Preparation and properties of heteroatom-doped bacterial cellulose-derived carbonaceous materials

In this study, nitrogen and sulfur heteroatom-doped bacterial cellulose (BC) derived carbon materials have been prepared by a simple, feasible, and environmentally friendly approach that can be easily scaled up for various applications. In the first step, BC was successfully fabricated with chitosan and carrageenan compounds by a layer-by-layer assembly technique without using any template. The resulting composites were then subjected to carbonization to enrich carbon content of the material while incorporation of nitrogen and sulfur heteroatoms into the carbon structure without applying a chemical treatment. A wide variety of BC-derived N- and S-doped carbons were prepared using chitosan and different types of carrageenan precursors. The results showed that the dominant heteroatom on the BC composites was dependent on the last heteroatom precursor used in the layer-by-layer assembly process.
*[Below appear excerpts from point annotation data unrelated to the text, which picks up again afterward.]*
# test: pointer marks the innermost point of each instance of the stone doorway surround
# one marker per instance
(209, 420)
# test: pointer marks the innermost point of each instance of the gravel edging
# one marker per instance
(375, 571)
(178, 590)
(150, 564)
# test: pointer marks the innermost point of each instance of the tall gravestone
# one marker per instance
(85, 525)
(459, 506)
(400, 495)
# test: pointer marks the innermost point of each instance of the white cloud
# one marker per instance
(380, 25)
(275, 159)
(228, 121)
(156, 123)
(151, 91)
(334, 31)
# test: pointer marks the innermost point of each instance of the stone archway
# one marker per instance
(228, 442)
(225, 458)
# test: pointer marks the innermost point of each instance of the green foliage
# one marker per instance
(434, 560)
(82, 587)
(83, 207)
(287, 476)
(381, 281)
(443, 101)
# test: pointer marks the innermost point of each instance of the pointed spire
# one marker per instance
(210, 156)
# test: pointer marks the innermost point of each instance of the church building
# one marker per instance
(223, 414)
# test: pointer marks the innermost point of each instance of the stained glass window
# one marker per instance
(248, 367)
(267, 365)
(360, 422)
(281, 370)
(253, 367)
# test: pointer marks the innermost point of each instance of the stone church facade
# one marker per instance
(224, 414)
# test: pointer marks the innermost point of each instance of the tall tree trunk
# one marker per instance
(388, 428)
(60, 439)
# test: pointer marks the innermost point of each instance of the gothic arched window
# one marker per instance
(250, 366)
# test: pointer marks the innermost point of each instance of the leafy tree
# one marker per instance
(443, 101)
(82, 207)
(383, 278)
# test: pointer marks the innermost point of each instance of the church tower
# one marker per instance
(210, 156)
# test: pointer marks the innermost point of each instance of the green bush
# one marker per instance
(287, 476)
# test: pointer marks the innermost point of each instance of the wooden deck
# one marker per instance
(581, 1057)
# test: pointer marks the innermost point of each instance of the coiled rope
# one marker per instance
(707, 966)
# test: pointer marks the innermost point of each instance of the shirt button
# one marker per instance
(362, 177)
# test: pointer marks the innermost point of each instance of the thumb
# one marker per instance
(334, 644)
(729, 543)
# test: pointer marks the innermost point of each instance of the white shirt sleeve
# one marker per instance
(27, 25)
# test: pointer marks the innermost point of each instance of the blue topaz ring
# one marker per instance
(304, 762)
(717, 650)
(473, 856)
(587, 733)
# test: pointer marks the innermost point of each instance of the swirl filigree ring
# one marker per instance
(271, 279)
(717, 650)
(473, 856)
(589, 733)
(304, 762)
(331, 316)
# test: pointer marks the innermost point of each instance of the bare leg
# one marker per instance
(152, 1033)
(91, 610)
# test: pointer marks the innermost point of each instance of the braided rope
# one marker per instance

The skeleton of the BC composites did not collapse after carbonization and the resulting materials were highly dense and porous having ribbon-like carbon structures. The use of iota-carrageenan as a sulfur precursor with combination of chitosan as a nitrogen precursor resulted in better heteroatom-doped carbons as compared to other carrageenan compounds studied. Synthesized carbons showed great potential as catalyst for hydrothermal conversion of glucose to hydrogen as tested in this study.